Music & Science (Mar 2024)

End-to-End Bayesian Segmentation and Similarity Assessment of Performed Music Tempo and Dynamics without Score Information

  • Corentin Guichaoua,
  • Paul Lascabettes,
  • Elaine Chew

DOI
https://doi.org/10.1177/20592043241233411
Journal volume & issue
Vol. 7

Abstract

Read online

Segmenting continuous sensory input into coherent segments and subsegments is an important part of perception. Music is no exception. By shaping the acoustic properties of music during performance, musicians can strongly influence the perceived segmentation. Two main techniques musicians employ are the modulation of tempo and dynamics. Such variations carry important information for segmentation and lend themselves well to numerical analysis methods.
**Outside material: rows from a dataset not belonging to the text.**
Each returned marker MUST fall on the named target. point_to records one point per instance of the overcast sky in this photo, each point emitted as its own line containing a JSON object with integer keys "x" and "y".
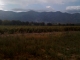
{"x": 40, "y": 5}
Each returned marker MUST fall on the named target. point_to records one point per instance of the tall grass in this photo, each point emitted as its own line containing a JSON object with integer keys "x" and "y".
{"x": 40, "y": 46}
{"x": 36, "y": 29}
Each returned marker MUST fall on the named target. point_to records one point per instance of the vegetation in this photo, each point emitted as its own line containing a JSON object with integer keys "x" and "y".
{"x": 39, "y": 42}
{"x": 36, "y": 29}
{"x": 40, "y": 46}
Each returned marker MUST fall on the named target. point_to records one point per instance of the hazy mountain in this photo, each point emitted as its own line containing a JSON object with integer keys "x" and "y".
{"x": 54, "y": 17}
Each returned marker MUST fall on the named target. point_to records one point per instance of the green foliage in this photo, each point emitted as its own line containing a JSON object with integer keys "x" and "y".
{"x": 40, "y": 46}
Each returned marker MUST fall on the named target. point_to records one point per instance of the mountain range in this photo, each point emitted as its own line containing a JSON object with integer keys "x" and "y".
{"x": 52, "y": 17}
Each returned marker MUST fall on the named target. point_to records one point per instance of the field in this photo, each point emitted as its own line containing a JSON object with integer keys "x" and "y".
{"x": 39, "y": 42}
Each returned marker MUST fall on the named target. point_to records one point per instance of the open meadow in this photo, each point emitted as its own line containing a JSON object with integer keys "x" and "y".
{"x": 39, "y": 42}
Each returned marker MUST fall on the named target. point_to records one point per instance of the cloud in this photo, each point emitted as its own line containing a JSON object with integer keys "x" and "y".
{"x": 24, "y": 3}
{"x": 73, "y": 9}
{"x": 48, "y": 6}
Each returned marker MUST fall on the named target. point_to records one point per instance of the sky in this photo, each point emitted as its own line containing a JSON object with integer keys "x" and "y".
{"x": 40, "y": 5}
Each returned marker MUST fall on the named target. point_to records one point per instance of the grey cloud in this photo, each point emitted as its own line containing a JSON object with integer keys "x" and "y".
{"x": 73, "y": 9}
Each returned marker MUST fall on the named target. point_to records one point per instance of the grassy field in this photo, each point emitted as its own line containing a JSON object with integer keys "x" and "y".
{"x": 55, "y": 45}
{"x": 36, "y": 29}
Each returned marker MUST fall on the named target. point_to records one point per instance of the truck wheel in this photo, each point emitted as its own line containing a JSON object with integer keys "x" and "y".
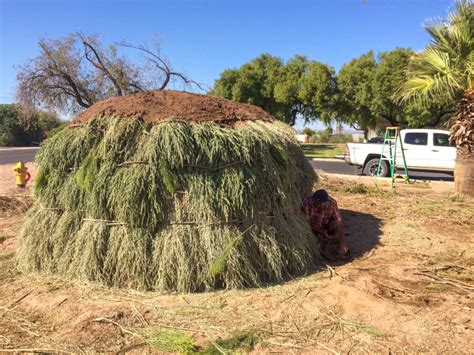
{"x": 372, "y": 165}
In this article, based on tempo or loudness modulations alone, we propose a novel end-to-end Bayesian framework using dynamic programming to retrieve a musician's expressed segmentation. The method computes the credence of all possible segmentations of the recorded performance. The output is summarized in two forms: as a beat-by-beat profile revealing the posterior credence of plausible boundaries, and as expanded credence segment maps, a novel representation that converts readily to a segmentation lattice but retains information about the posterior uncertainty on the exact position of segments’ endpoints. To compare any two segmentation profiles, we introduce a method based on unbalanced optimal transport. Experimental results on the MazurkaBL dataset show that despite the drastic dimension reduction from the input data, the segmentation recovery is sufficient for deriving musical insights from comparative examination of recorded performances. This Bayesian segmentation method thus offers an alternative to binary boundary detection and finds multiple hypotheses fitting information from recorded music performances.